Re: Emitting JSON to file using COPY TO

From: Andrew Dunstan <andrew(at)dunslane(dot)net>
To: jian he <jian(dot)universality(at)gmail(dot)com>
Cc: Joe Conway <mail(at)joeconway(dot)com>, Junwang Zhao <zhjwpku(at)gmail(dot)com>, Florents Tselai <florents(dot)tselai(at)gmail(dot)com>, "Andrey M(dot) Borodin" <x4mmm(at)yandex-team(dot)ru>, Dean Rasheed <dean(dot)a(dot)rasheed(at)gmail(dot)com>, Daniel Verite <daniel(at)manitou-mail(dot)org>, Davin Shearer <davin(at)apache(dot)org>, PostgreSQL-development <pgsql-hackers(at)postgresql(dot)org>
Subject: Re: Emitting JSON to file using COPY TO
Date: 2026-03-08 19:44:51
Message-ID: f137f5d7-bae7-4145-8c76-e83d2de13d59@dunslane.net
Views: Whole Thread | Raw Message | Download mbox | Resend email
Thread:
Lists: pgsql-general pgsql-hackers


On 2026-03-08 Su 12:16 PM, jian he wrote:
> hi.
>
> V27-0002 is still not bullet-proof.
>
> drop table if exists t1;
> create table t1(a int);
> insert into t1 values (1);
> copy (select * from t1) to stdout json;
> {"a":1}
> WARNING: resource was not closed: TupleDesc 0x7171d0ca3440 (18239,-1)
>
> Also see ExecAssignScanProjectionInfo->ExecConditionalAssignProjectionInfo
> So in v28-0002, I changed to
> + /*
> + * composite_to_json() requires a stable TupleDesc.
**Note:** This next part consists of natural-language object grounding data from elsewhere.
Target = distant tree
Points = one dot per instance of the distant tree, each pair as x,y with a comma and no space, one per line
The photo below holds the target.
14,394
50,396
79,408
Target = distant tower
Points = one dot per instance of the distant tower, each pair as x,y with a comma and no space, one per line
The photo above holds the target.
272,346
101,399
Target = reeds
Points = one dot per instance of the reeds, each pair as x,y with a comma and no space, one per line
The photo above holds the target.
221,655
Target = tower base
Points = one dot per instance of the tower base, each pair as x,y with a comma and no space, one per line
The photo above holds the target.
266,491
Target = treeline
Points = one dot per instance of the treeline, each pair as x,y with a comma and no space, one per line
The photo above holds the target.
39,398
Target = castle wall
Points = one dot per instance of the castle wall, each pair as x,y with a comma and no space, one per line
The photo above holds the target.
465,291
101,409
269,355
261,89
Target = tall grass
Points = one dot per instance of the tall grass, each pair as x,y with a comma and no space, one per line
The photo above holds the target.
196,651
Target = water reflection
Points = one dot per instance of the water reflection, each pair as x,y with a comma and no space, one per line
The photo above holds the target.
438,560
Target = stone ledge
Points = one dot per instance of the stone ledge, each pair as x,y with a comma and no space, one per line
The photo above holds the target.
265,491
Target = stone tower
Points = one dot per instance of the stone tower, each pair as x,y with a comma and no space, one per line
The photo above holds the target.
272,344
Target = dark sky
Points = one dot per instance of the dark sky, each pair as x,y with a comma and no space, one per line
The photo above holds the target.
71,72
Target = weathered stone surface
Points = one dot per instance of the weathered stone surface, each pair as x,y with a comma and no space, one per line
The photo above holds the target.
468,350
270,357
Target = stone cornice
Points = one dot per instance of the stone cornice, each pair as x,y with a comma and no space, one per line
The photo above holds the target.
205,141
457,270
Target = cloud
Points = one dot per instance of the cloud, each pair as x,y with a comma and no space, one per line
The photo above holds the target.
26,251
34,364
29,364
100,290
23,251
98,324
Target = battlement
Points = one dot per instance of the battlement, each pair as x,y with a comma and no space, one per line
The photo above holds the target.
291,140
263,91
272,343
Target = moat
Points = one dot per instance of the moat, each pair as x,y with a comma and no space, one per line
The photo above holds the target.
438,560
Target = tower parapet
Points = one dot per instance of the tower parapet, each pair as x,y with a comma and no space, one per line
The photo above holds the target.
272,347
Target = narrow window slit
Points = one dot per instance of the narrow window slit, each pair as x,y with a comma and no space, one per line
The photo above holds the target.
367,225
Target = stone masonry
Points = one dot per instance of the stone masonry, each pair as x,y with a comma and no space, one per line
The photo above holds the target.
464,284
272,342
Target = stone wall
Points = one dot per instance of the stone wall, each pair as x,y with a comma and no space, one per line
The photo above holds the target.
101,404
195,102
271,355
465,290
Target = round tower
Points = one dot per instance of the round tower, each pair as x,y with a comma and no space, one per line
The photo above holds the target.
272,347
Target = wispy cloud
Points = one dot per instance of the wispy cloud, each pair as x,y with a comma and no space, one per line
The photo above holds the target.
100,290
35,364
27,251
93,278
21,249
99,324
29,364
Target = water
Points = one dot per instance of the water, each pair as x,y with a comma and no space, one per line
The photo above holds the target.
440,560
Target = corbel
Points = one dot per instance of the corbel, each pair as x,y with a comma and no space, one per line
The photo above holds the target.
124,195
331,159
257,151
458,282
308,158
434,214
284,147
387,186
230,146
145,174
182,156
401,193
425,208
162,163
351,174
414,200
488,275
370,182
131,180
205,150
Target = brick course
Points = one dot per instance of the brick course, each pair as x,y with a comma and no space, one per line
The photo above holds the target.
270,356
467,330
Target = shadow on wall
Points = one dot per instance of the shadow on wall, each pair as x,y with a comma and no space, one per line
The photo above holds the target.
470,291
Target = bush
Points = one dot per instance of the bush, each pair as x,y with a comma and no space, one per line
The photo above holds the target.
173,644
Since the slot's
> + * descriptor (slot->tts_tupleDescriptor) can change during the execution
> + * of a SELECT query, we use cstate->queryDesc->tupDesc instead. This
> + * precaution is only necessary when the output slot's TupleDesc is of
> + * type RECORDOID.
> + */
> + if (!cstate->rel && slot->tts_tupleDescriptor->tdtypeid == RECORDOID)
> + slot->tts_tupleDescriptor = cstate->queryDesc->tupDesc;

Hmm. But should we be scribbling on slot->tts_tupleDescriptor like that?
How about something like this?:

-        * Full table or query without column list.  Ensure the slot uses
-        * cstate->tupDesc so that the datum is stamped with the right type;
-        * for queries output type is RECORDOID this must be the blessed
-        * descriptor so that composite_to_json can look it up via
-        * lookup_rowtype_tupdesc.
+        * Full table or query without column list.  For queries, the slot's
+        * TupleDesc may carry RECORDOID, which is not registered in the
type
+        * cache and would cause composite_to_json's lookup_rowtype_tupdesc
+        * call to fail.  Build a HeapTuple stamped with the blessed
+        * descriptor so the type can be looked up correctly.
         */
        if (!cstate->rel && slot->tts_tupleDescriptor->tdtypeid ==
RECORDOID)
-           slot->tts_tupleDescriptor = cstate->queryDesc->tupDesc;
+       {
+           HeapTuple   tup;

-       rowdata = ExecFetchSlotHeapTupleDatum(slot);
+           tup = heap_form_tuple(cstate->tupDesc,
+                                 slot->tts_values,
+                                 slot->tts_isnull);
+           rowdata = HeapTupleGetDatum(tup);
+       }
+       else
+       {
+           rowdata = ExecFetchSlotHeapTupleDatum(slot);
+       }

cheers

andrew

--
Andrew Dunstan
EDB: https://www.enterprisedb.com

In response to

Responses

Browse pgsql-general by date

  From Date Subject
Next Message Greg Sabino Mullane 2026-03-08 22:08:01 Re: Unexpected deadlock across two separate rows, using Postgres 17 and Django's select_for_update()
Previous Message felix.quintgz 2026-03-08 18:23:27 Re: Unexpected deadlock across two separate rows, using Postgres 17 and Django's select_for_update()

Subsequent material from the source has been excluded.